Schattengilde 02 - Der Gott der Dunkelheit
Seregil!
Nysander ballte die Hände zu Fäusten und grub die Nägel in die Handflächen. Seregil, den er wie einen Sohn und Freund liebte, hatte sich durch seine hartnäckige Neugier beinahe selbst zum Tode verurteilt. Genauso würde es sich künftig mit Alec verhalten – soviel stand fest.
Zum ersten Mal seit Jahren fragte er sich, was sein Meister zu alldem wohl gesagt hätte. Er hatte Arkoniels zerfurchtes Antlitz so deutlich vor Augen, als hätte er ihn erst gestern gesehen.
Als Nysander ihn zum ersten Mal traf, hatte er alt gewirkt, doch er hatte sich scheinbar nie verändert. Wie fieberhaft der junge Nysander – jenes Gossenkind, das Arkoniel halbverhungert und verwahrlost aus den Elendsvierteln der Stadt aufgelesen hatte – doch versucht hatte, die Geduld und Weisheit des alten Mannes nachzuahmen.
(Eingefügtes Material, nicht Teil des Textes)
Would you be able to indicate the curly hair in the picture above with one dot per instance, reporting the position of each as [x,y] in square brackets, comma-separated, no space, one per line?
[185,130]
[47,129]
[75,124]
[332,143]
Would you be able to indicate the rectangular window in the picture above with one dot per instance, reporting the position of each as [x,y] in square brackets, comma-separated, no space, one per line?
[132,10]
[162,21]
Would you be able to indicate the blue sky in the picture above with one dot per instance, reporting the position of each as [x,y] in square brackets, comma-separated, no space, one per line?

Doch von Arkoniel hatte er auch die Bürde der Hüterschaft geerbt, jenen dunklen Wissensfaden, der unter keinen Umständen reißen und unter allen Umständen geheimgehalten werden mußte. Die Ereignisse der letzten Monate, die damit begannen, daß Seregil jene verfluchte Scheibe fand, und die in den Omen anläßlich der Zeremonie letzte Nacht gipfelten, bewiesen, daß des Fadens Ende nahte.
Nachdem er in jener Nacht keine Antworten gefunden hatte, war er in seinen Turm zurückgekehrt und hatte sich auf eine lange Meditation vorbereitet. Noch bei Sonnenaufgang saß er reglos und scheinbar entspannt da. Verschwommen nahm er wahr, daß Thero kurz die Kammer betrat und sich achtungsvoll wieder zurückzog.
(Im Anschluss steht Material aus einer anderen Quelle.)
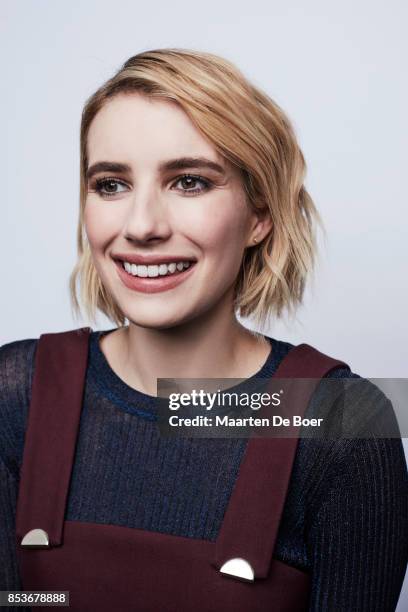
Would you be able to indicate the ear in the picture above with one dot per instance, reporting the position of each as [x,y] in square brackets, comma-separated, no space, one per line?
[260,226]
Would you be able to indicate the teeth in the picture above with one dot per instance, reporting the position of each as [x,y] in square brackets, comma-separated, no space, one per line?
[155,270]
Als am Sakortag das letzte Licht der Sonne hinter der Turmkuppel verblaßte, schlug Nysander die Augen auf und war genauso schlau wie zu Beginn der Sitzung. Da ihn keine Eingebung ereilt hatte, blieben ihm nur Tatsachen. Seregil war offenbar zufällig über jene Scheibe gestolpert. Danach begab er sich zu Illiors Orakel, das ihm einen Bruchteil einer Prophezeiung offenbarte, über die eigentlich niemand außer Nysander selbst Bescheid wissen durfte. Letzte Nacht waren dieselben Worte -›Verzehrer des Todes‹ – vom Sakorpriester gesprochen worden, danach war jenes seltsame Omen mit den aasfressenden Vögeln gefolgt.
Nysander erhob sich, streckte die steifen Glieder und machte sich abermals auf zum Tempelvorhof.
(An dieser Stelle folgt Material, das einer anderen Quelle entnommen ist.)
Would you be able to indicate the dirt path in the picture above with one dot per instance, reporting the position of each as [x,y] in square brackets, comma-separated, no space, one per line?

Hinter dem Illior-Tempel geriet gerade ein fahler Streifen des Mondes in Sicht, als er sein Ziel erreichte. Nysander deutete dies als gutes Zeichen, betrat den Tempel und legte die rituelle Maske an.
Erst wenige Male hatte er den Rat des Orakels gesucht, und selbst dann überwiegend aus Neugier. Seine Hingabe für Illior war anderer Natur als jene der Priester.
Nun aber eilte er voran, getrieben von einem wachsenden Gefühl der Hoffnung. Mit einem Fingerschnippen zauberte er sich ein Licht herbei, dann bahnte er sich über die gewundene, tückische Treppe den Weg hinab in die unterirdische Kammer des Orakels. Unten angekommen, löschte er das Licht und schritt in pechschwarzer Finsternis den Korridor entlang. Mit jedem Schritt steigerte sich seine Überzeugung, daß ihm jenes arme, wahnsinnige Wesen am Ende des Ganges Antworten zu bieten hatte.
Ein plumper, ungepflegter junger Mann, der auf einer Pritsche kauerte, schaute auf, als er eintrat. Natürlich war dies ein anderes Orakel als jenes, an das Nysander sich erinnerte, doch der Rest war unverändert: die drückende Stille; das düstere, kalte Licht; die reglos zu beiden Seiten der hirnlosen Hülle des Unsterblichen sitzenden Wächter; die gesichtslosen Silbermasken, die aus den Tiefen ihrer Kapuzen hervorfunkelten.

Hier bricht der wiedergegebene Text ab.